Two days later, Justice Mbogholi Msagha heard, Kemunto had not given birth despite severe labour and persistent pleas that she be attended to.

In the afternoon of May 29, a doctor named in court document as Mutinda rushed her to the theatre and had her deliver through a caesarean section.

The first sign that all was not well was that the baby did not cry and could not breathe properly.

She was later told the baby had suffered birth asphyxia, a medical condition caused by lack of oxygen to a newborn during the birth process. It usually affects the brain.

“Had the labour been monitored the caesarean section would have been done well before 1pm. The baby would have been born healthy. Dr Kagema had erroneously insinuated that I had a pelvis that could deliver normally,” testified Kemunto.

“He has permanent brain damage. It has been nine years of suffering and great expenditure. The condition of the child led to the father walking out. I have been left to look after the child alone.”

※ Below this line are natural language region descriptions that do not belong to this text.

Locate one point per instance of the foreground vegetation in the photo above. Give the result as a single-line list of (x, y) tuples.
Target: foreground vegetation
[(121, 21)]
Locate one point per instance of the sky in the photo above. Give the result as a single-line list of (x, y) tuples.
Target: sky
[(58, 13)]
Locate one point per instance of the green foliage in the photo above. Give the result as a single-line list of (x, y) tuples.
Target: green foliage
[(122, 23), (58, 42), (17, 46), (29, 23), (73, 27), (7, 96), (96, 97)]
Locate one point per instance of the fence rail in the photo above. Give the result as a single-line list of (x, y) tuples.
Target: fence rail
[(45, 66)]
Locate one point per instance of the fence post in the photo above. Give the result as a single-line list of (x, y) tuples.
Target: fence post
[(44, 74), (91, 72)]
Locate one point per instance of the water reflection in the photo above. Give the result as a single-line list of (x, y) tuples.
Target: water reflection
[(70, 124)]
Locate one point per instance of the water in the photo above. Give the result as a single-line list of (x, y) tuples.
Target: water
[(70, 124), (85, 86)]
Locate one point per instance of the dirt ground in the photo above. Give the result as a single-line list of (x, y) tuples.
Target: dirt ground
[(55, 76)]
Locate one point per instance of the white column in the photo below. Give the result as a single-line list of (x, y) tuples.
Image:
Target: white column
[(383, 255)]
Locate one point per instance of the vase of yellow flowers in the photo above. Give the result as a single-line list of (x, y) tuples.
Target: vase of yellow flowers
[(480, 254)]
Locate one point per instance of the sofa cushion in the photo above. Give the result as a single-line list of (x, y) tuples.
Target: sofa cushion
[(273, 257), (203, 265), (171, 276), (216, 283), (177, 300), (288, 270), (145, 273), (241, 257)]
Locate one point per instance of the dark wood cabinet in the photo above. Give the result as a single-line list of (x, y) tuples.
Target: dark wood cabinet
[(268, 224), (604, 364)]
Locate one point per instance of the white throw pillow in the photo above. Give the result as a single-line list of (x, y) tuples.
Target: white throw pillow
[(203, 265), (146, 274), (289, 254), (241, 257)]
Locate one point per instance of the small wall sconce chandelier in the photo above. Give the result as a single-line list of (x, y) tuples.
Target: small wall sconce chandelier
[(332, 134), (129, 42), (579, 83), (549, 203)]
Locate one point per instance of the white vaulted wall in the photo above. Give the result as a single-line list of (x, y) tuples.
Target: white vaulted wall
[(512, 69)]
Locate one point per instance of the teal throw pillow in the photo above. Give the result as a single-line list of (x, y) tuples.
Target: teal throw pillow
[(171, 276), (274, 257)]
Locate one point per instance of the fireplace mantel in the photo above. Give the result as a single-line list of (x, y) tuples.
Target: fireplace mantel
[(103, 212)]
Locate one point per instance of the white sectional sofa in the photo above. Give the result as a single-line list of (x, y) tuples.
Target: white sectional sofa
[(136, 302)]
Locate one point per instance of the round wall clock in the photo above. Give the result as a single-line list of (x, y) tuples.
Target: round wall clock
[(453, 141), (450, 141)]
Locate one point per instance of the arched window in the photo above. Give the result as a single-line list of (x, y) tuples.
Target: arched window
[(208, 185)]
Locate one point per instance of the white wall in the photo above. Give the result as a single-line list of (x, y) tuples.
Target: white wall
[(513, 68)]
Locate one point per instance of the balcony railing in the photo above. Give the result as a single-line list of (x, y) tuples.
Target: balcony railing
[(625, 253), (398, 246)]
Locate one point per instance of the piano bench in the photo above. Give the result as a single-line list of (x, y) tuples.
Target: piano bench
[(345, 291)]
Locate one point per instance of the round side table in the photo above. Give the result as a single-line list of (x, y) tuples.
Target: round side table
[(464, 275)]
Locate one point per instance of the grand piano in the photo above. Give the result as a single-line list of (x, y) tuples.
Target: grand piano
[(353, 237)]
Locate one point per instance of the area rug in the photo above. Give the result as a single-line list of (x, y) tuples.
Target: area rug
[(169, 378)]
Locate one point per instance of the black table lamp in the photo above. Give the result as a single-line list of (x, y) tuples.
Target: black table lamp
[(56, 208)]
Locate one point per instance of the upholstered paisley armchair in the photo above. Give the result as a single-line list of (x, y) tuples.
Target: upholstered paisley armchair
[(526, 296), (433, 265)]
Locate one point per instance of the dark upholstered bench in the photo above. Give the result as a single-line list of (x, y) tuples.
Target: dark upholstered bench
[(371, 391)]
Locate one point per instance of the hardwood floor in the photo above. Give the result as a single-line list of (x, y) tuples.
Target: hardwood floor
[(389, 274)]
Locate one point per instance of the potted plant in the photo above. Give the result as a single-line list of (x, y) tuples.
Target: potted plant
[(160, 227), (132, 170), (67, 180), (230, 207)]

The child was wheeled into the court on the first day of the hearing.

She called two witnesses - Prof Kiama Wangai and Prof Erastus Amayo - who testified that if the doctors had been diligent, the boy would have been born healthy.

Medical negligence

In her court papers, Kemunto had argued that the hospital and Dr Mutinda were guilty of medical negligence and failure to use reasonable care, skill and diligence in the manner in which they handled her.

The hospital brokered a deal with her that it admits 90 per cent liability and she gets 10 per cent blame.

Justice Mbogholi awarded Kemunto Sh60 million but deducted Sh6 million, which was apportioned to the 10 per cent liability.

“While I agree that the economic implications should be considered in making awards, the plaintiffs should be compensated for the injuries sustained as a result of the actions or omissions of the defendants.

“I watched the first plaintiff (Kemunto) giving evidence and observed her demeanour. To say she was in pain as a result of what she has gone through is an understatement,” said Justice Mbogholi.